On the performance side, the school highlights Ensemble and Choir activity linked to a Symphony Hall performance, which is more specific than the usual “choir club” label and suggests real rehearsal and event planning.
Wraparound provision is clearly described for breakfast club, including practical drop-off arrangements. After-school childcare is offered through an external provider labelled Sportszone, and families should confirm current hours, costs and booking arrangements directly, as these can change by term.
The school day runs from 8.55am to 3.30pm, with pupils able to enter classrooms from 8.45am.
Breakfast club runs from 7.35am and costs £5.00 per session per child. Drop-off access via the car park is described as available up to 8.05am for breakfast club users, with a request to park considerately and then use off-site parking after that time.
Uniform expectations are specific, including guidance on PE kit and swimming requirements for key stage 2.

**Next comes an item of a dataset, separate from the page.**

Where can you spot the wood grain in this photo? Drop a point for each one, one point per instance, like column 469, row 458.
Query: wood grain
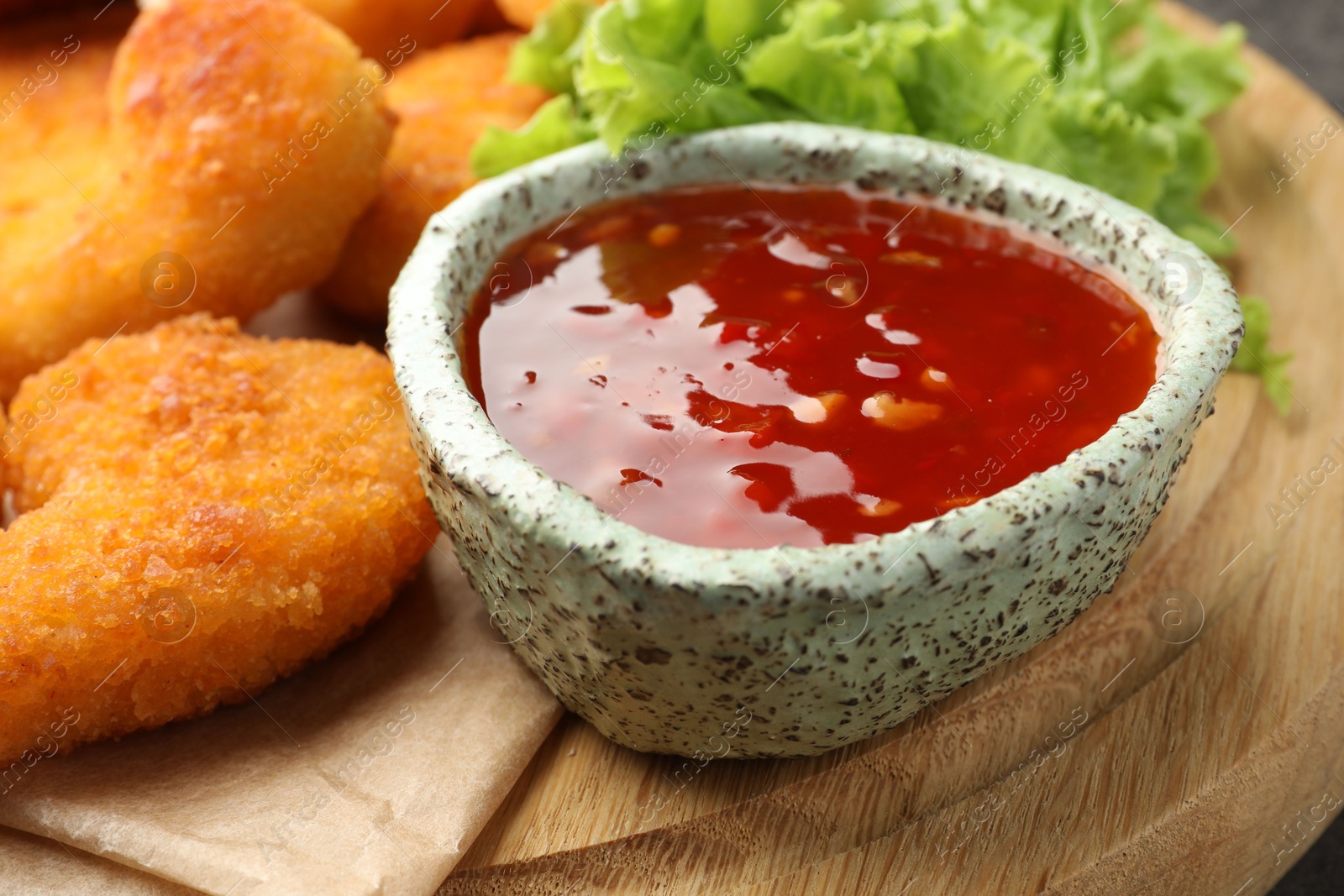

For transport planning, Kings Norton and Selly Oak stations are the most commonly referenced local rail points for this part of south Birmingham, and families should map their likely route and timing at drop-off and collection.
A genuinely competitive Reception round. The school is oversubscribed, with recent figures indicating around 3.73 applications per place at the entry route. Families should plan on realistic alternatives alongside this preference.
Catholic admissions evidence matters. A Supplementary Information Form is required for Reception 2026 entry, and faith categorisation depends on producing the relevant evidence by the deadline.
High-attaining pupils still need stretch. External evaluation identifies that checking learning closely enough to pick up misconceptions is not always consistent, a detail that can matter most for pupils already operating at the top end.
St Joseph’s is best understood as a small, high-performing Catholic primary with clear routines, strong pupil leadership, and an ethos that is active in daily practice. The academic profile is well above typical England measures, and the wider experience includes purposeful roles like Eco Warriors and structured music opportunities.
It suits families who want a faith-shaped school culture, value calm classrooms and strong attainment, and are prepared for a competitive admissions process with supplementary paperwork. The limiting factor is admission rather than the educational offer.
For academic outcomes, yes. In 2024, 86.67% met the expected standard in reading, writing and maths, compared with an England average of 62%, and 43.67% achieved the higher standard, compared with an England average of 8%. The most recent Ofsted inspection confirmed that the school continues to be Good (inspection dates 17 and 18 May 2023).
The school uses oversubscription categories rather than a single geographic catchment, with Catholic criteria and parish connections playing a central role. Where places are oversubscribed within a category, distance from home to the school’s main gate is used as a tie-break.
You apply through the local authority’s coordinated process and also complete the school’s Supplementary Information Form. For September 2026 entry, both the main application and the SIF deadline are 15 January 2026, with offers issued on 16 April 2026 (or the next working day).
No. The admissions criteria prioritise baptised Catholic children when the school is oversubscribed, but there are categories for non-Catholic children, including looked after children, siblings, and then other applicants. In practice, oversubscription means families should read the published criteria carefully and submit all required forms on time.
Breakfast club is available from 7.35am and is priced at £5.00 per session per child, with clear handover and drop-off arrangements. An after-school club is also advertised through an external provider, and families should confirm current hours and costs directly as these can change.